Ali Mansoor prône ce que j’appelle le « crony capitalism », c’est-à-dire le capitalisme à outrance préconisée par le duo Banque mondiale-FMI. J’ai moi aussi travaillé à la Banque mondiale, mais ma philosophie économique est différente, surtout après que ma recherche à l’Université de Cambridge a démontré clairement que c’était la BM-FMI et ses prescriptions ultralibérales qui étaient à l’origine même de la grande crise économique et financière de l’Asie et de l’Amérique latine dans les années 80 et 90.  Le désaccord émane surtout de la théorie économique de FMI-BM épousée par Ali Mansoor qu’à travers un processus de rééquilibrage des marchés.

Autrement dit, il est de ceux qui pensent que les problèmes économiques d’un pays peuvent être réglés assez facilement en jouant avec quelques paramètres. Si on a besoin de stimuler l’économie, on n’a qu’à baisser le taux d’intérêt et déprécier la monnaie et le processus de rééquilibrage se met en marche automatiquement. Des investisseurs étrangers vont très vite réaliser l’opportunité que notre pays leur offre et ils vont se ruer pour venir à Maurice et investir dans notre économie. Même chose pour les investisseurs locaux. Ce processus va générer des investissements, la croissance et l’emploi pour l’économie.

La philosophie de Bheenick est différente. La croissance, l’investissement et l’emploi, c’est l’affaire de la politique fiscale du pays. Ils sont donc sous la responsabilité du ministère des Finances. Le mandat de la Banque centrale est de veiller à ce que notre monnaie ne perde pas de sa valeur et que le niveau de prix soit le plus stable possible. C’est le meilleur moyen de protéger la population contre les effets de l’inflation, la perte du pouvoir d’achat et un appauvrissement. La stratégie d’Ali Mansoor d’empiéter sur le terrain de la BoM était autant irresponsable que mal conçue et a fait du tort à tout le monde.

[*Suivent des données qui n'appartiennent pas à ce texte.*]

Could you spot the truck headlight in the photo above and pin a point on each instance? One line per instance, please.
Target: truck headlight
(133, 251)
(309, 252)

 Avec la démission de Mansoor, Xavier-Luc Duval perd un puissant allié qui, bien qu’étant pas membre du comité de politique monétaire influait sur les décisions de celui-ci. Est-ce le début de la fin de ce qui était pour les observateurs une mainmise du Trésor sur les décisions de la Banque de Maurice ?

Si l’objectif de XLD est de contrôler la politique monétaire, le départ d’Ali Mansoor ne change en rien à la donne. Aussi longtemps qu’une majorité des membres du comité sont sous le contrôle direct ou indirect du ministère des Finances et s’ils font cause commune à travers une directive ou par « hazard », la position de force de XLD sur le comité n’est nullement diluée.  Mais là où Ali Mansoor pesait de tout son poids sur la décision du MPC, c’était lors des ses « briefing sessions » qu’il avait avec les membres du comité juste avant chaque session de vote.

Et le « voting pattern » du comité démontre clairement que certains membres font généralement cause commune contre les propositions du Gouverneur et arrivent même à le mettre en minorité. C’était comme si notre Premier ministre, dûment mandaté par la population pour faire aboutir des projets de développement sociaux, était systématiquement mis en minorité au conseil des ministres par ses ministres.

L’effet réel du départ d’Ali Mansoor sur le comité sera indirect. Si le comité persiste à mettre le Gouverneur et ses lieutenants en minorité, je suis prêt à parier que bientôt cela pourrait être le tour des membres individuels du comité de prendre la porte de sortie. La bataille de Bheenick n’est pas pour autant gagné d’avance. La prochaine réunion du comité nous en dira long.

Des voix se sont élevées dans le sillage de la dernière réunion du comité de politique monétaire pour demander que le ministère des Finances respecte la loi sur mandat de la Banque de Maurice pour veiller à la stabilité des prix. Votre avis ?
Chacun a son rôle à jouer dans la gestion de l’économie. Le ministère des Finances ne peut se permettre de dicter la politique monétaire du pays. C’est le territoire de la BoM, une institution créée en vertu de la ‘Banking Act’ et qui garantit un statut autonome à l’institution. Si le ministère des Finances veut diriger la BoM, il n’a qu’à amender la loi et faire la BoM devenir un département du ministère, donc sous les ordres du Secrétaire financier et du ministre de Finances. Mais en attendant, que chacun respecte la loi.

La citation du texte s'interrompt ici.